Following the start of the Fearless Tour, “White Horse” was, not surprisingly, a nightly part of the set list, performed in the album arrangement with the spotlight always on Taylor and her carefully heartbreaking delivery of the lyrics. However, in a choice that comes off as painfully ironic in retrospect, just a month into the tour, at Taylor’s first-ever performance at the Staples Center in Los Angeles (a venue that would quickly become steeped in Taylor history), she brought up none other than future ex-boyfriend John Mayer to perform the song with her. While only captured on audience-shot video, this performance of the song is still incredibly significant, both as a time capsule and as a stark warning that 32-year-old John should have heeded before messing with 19-year-old Taylor and getting an even more searing breakup song written about him:
Since the end of the Fearless Tour, Taylor has performed “White Horse” only a handful of times, always as a Surprise Song (somehow, she never once played it on the Speak Now Tour, where it would have made a powerful pairing with “Dear John”). I’ll leave with the two most powerful post-Fearless Tour performances, both of which were also performed with special guests.

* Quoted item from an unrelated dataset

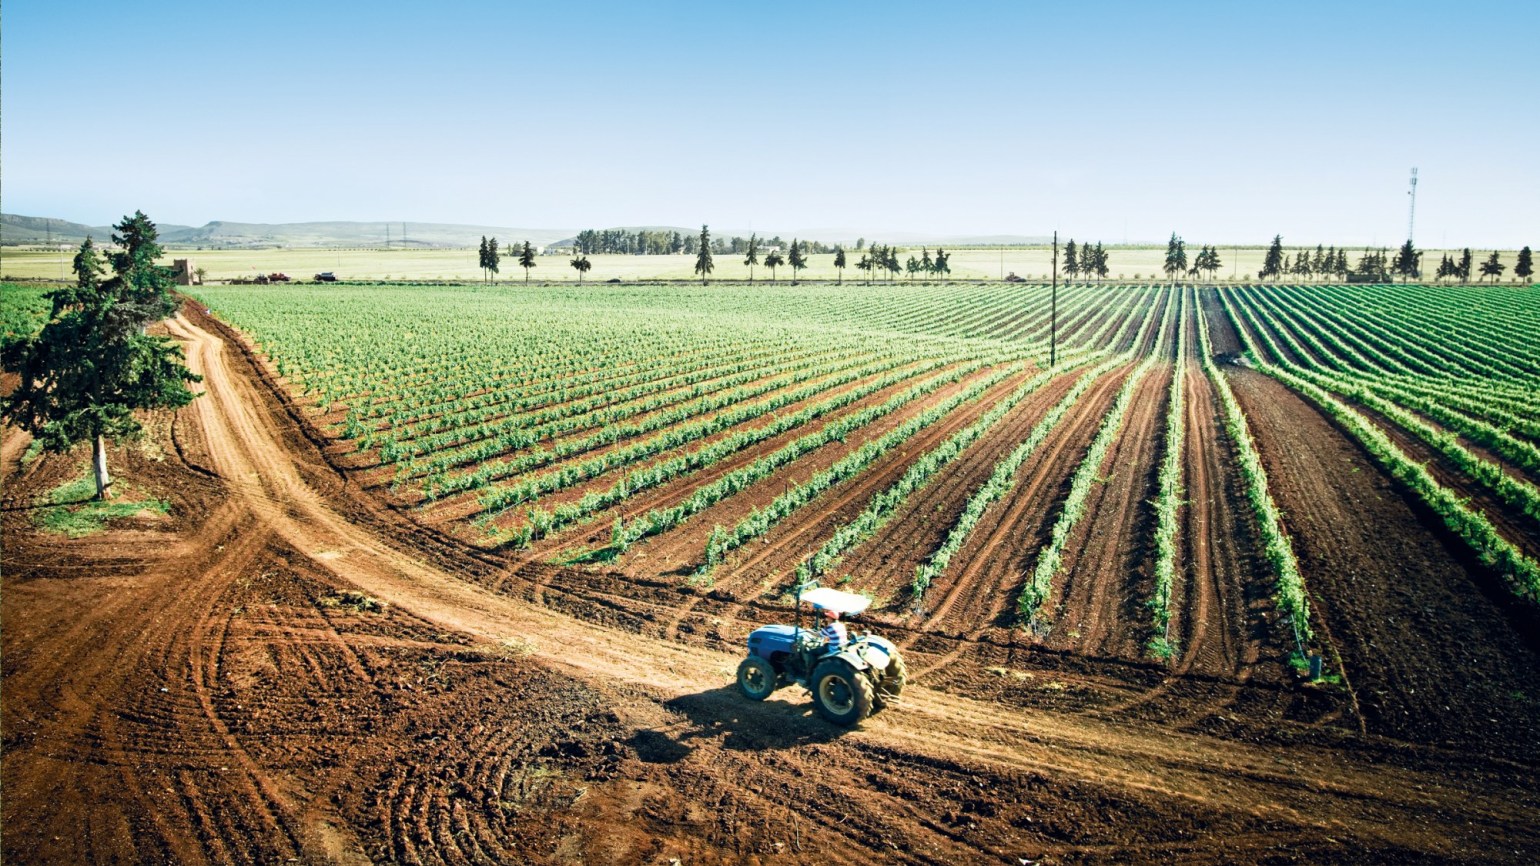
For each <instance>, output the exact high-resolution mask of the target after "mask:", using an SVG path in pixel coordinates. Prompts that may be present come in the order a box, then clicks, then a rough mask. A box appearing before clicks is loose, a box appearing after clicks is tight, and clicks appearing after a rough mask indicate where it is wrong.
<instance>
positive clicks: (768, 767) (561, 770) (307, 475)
mask: <svg viewBox="0 0 1540 866" xmlns="http://www.w3.org/2000/svg"><path fill="white" fill-rule="evenodd" d="M205 325H208V324H206V322H194V321H191V319H188V317H179V319H176V321H172V322H171V333H172V334H174V336H176V337H177V339H180V341H183V344H185V345H186V351H188V364H189V367H191V368H192V370H194V371H197V373H200V374H203V378H205V381H203V390H205V396H203V398H200V399H197V401H196V402H194V404H192V405H191V407H188V408H186V410H183V415H182V416H180V418H179V419H177V425H176V439H177V442H176V451H174V453H171V455H168V456H166V459H165V462H163V464H162V465H160V468H154V467H148V465H146V467H143V472H145V475H148V476H149V478H152V481H154V482H156V484H159V485H162V487H165V488H171V490H172V495H174V498H176V499H177V509H174V512H176V513H180V515H182V516H180V518H177V519H174V521H171V524H169V525H156V527H149V529H146V530H145V532H140V533H139V535H132V533H131V532H129V533H126V535H119V533H117V530H114V532H109V533H103V535H102V536H99V538H97V539H95V541H88V542H82V544H71V545H63V544H57V542H51V541H48V539H46V538H43V536H39V535H37V533H35V532H31V530H28V529H26V527H25V524H23V522H22V521H20V518H17V516H15V515H17V513H18V512H15V510H12V512H8V522H6V524H5V527H6V550H5V567H6V582H5V595H3V616H5V632H3V655H5V661H3V673H5V695H3V723H5V726H3V727H5V741H3V747H5V766H3V784H5V801H3V806H0V809H3V811H0V818H3V854H5V858H6V861H11V863H59V861H79V863H94V861H108V860H136V861H179V863H202V861H209V863H245V861H263V863H269V861H283V860H290V858H297V860H300V861H337V863H348V861H382V860H383V861H405V863H417V861H420V863H493V861H534V863H667V861H670V858H679V860H682V861H685V863H719V861H721V863H759V861H790V863H812V861H821V863H856V861H859V863H870V861H884V863H887V861H892V863H1019V861H1024V860H1030V861H1038V863H1080V861H1118V863H1137V861H1172V860H1183V861H1195V863H1221V861H1223V863H1232V861H1357V863H1374V861H1384V863H1391V861H1397V863H1404V861H1421V860H1438V861H1472V863H1475V861H1483V863H1494V861H1515V863H1517V861H1523V860H1526V858H1528V857H1529V854H1531V852H1532V851H1535V848H1537V844H1540V832H1537V831H1535V829H1534V820H1532V815H1534V812H1535V807H1537V806H1540V792H1537V783H1535V775H1534V767H1532V764H1523V763H1514V761H1508V760H1500V758H1486V757H1481V755H1480V754H1471V752H1463V750H1460V749H1457V747H1449V749H1434V747H1425V746H1408V744H1404V743H1397V741H1389V740H1378V738H1372V737H1363V735H1357V733H1352V732H1348V730H1341V729H1337V727H1317V726H1311V724H1297V723H1291V721H1287V720H1284V718H1277V717H1272V718H1252V720H1244V718H1234V717H1224V718H1206V720H1201V721H1197V723H1192V724H1186V726H1183V727H1181V729H1177V727H1170V726H1164V724H1160V723H1150V721H1140V720H1132V718H1124V717H1118V715H1115V713H1098V712H1092V710H1086V709H1064V710H1033V709H1019V707H1012V706H1010V704H1009V701H995V700H973V698H969V696H963V695H961V693H958V690H953V692H950V693H949V692H939V690H929V689H924V687H913V689H912V690H907V692H906V695H904V701H902V704H901V706H899V707H898V709H893V710H890V712H887V713H884V715H881V717H876V718H873V720H870V721H869V723H867V724H865V726H864V727H861V729H858V730H852V732H844V730H835V729H830V727H827V726H824V724H822V723H821V721H818V720H816V718H813V717H810V713H808V704H807V701H805V696H804V695H801V693H799V690H798V689H787V692H784V693H779V695H776V698H775V700H772V701H767V703H765V704H762V706H761V704H750V703H747V701H744V700H742V698H739V696H738V695H736V692H735V690H733V689H731V687H730V683H731V672H733V667H735V666H736V661H738V658H736V656H735V655H731V653H727V652H721V650H716V649H710V647H702V646H696V644H690V643H681V641H668V639H654V638H648V636H645V635H641V633H638V630H636V629H628V627H608V626H605V624H602V623H596V621H593V619H591V618H590V619H576V618H571V616H567V615H564V613H559V612H556V610H553V609H551V607H541V606H534V604H530V603H527V601H524V596H525V595H527V593H525V592H524V590H525V589H527V586H528V584H530V581H528V579H527V578H525V576H524V575H525V572H527V570H531V569H533V566H525V564H521V562H516V561H508V562H499V561H494V559H491V558H490V556H487V555H485V553H477V552H473V550H459V549H456V547H454V545H453V544H450V542H444V541H440V539H437V538H434V536H431V535H428V533H427V532H425V530H420V529H419V527H414V525H413V524H410V522H407V521H405V519H400V518H397V516H396V515H394V513H393V512H390V510H388V509H383V507H371V505H370V502H368V501H367V499H363V498H360V496H357V495H356V492H351V490H348V488H346V485H345V484H343V482H342V481H340V479H339V478H337V476H336V475H334V473H331V472H330V470H328V467H326V465H325V462H323V459H322V458H320V453H319V451H317V450H316V448H314V445H313V444H310V442H308V441H306V439H305V438H303V436H302V435H300V431H299V430H297V428H296V425H294V424H293V421H291V419H290V418H288V416H286V415H285V413H283V411H282V408H280V405H279V404H277V402H276V399H274V396H273V394H271V393H269V391H268V390H266V388H265V387H263V385H262V382H260V381H259V379H257V378H256V374H254V370H253V367H251V365H249V364H248V362H246V359H245V357H243V356H242V354H240V353H239V351H236V350H234V348H233V347H231V345H229V344H226V342H225V339H223V337H222V336H220V334H217V333H214V330H213V328H211V327H205ZM6 455H8V456H9V455H11V448H9V447H8V448H6ZM191 467H202V468H205V470H206V472H208V473H209V475H208V476H205V475H200V473H199V472H196V470H194V468H191ZM6 468H8V482H9V484H14V485H15V487H17V488H18V490H23V492H25V490H29V488H34V487H37V485H42V484H45V482H46V481H48V478H46V473H48V467H46V465H43V467H42V468H29V470H25V472H23V470H15V472H12V470H11V465H9V464H8V467H6ZM8 496H9V495H8ZM12 499H14V496H12V498H11V499H8V502H9V501H12ZM559 586H562V587H567V589H565V590H564V592H568V593H574V595H584V590H582V575H577V573H567V575H565V578H564V579H562V581H559ZM488 587H499V589H496V590H494V589H488ZM610 589H613V587H608V586H605V584H602V581H596V584H594V590H593V595H588V596H587V601H588V603H590V604H605V593H607V592H610ZM350 592H353V593H357V595H348V593H350ZM638 596H639V598H641V599H642V603H641V604H638V603H633V601H625V599H621V601H614V603H613V604H616V606H622V607H624V612H625V613H627V615H631V616H644V618H645V615H647V613H648V610H647V607H645V598H647V595H645V589H641V590H638ZM675 604H676V606H678V604H684V599H679V598H676V599H675ZM380 607H382V609H383V610H380ZM665 613H667V610H662V609H661V610H658V615H665ZM750 626H752V623H750V621H747V619H745V621H738V619H722V621H719V623H716V626H715V627H716V630H718V633H719V635H722V636H724V639H725V641H738V639H741V638H742V636H744V635H745V633H747V630H748V627H750ZM949 664H953V666H956V670H953V678H956V680H978V681H987V680H990V678H995V680H999V681H1003V683H1007V681H1010V680H1012V678H1010V676H1009V673H1012V672H1006V673H992V672H987V670H984V669H983V667H979V666H978V664H975V663H972V661H969V660H967V658H964V656H959V658H956V661H952V663H949ZM1015 673H1018V676H1016V680H1015V683H1016V686H1019V687H1043V689H1053V687H1056V689H1060V690H1063V689H1066V687H1070V692H1073V687H1078V684H1076V681H1075V675H1073V673H1066V672H1052V670H1050V672H1041V670H1038V672H1035V670H1030V669H1024V670H1018V672H1015ZM1087 683H1089V681H1087ZM1038 684H1040V686H1038ZM1086 687H1092V686H1090V684H1087V686H1086ZM1227 687H1232V686H1227ZM986 690H987V689H986Z"/></svg>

The first was also at the Staples Center on the 1989 Tour when Taylor brought up Orange is the New Black‘s Uzo Aduba to duet on the song with her, and the result is a powerful country-soul arrangement that elevates the song further:
And the second was from earlier this year on the Eras Tour in Sydney, when Taylor brought up opener (and protégé) Sabrina Carpenter to duet on a stripped-down piano version of the song during the Surprise Song set. While not quite as soulful as Uzo Aduba’s vocals, Sabrina’s vocals, combined with Taylor’s, still add a lovely touch to the song, especially when the song moves seamlessly into “Coney Island,” a song that unexpectedly but perfectly mashes up with “White Horse” and gives it an even more mature feel. It’s without question one of my favorite mashups she’s done on the Eras Tour.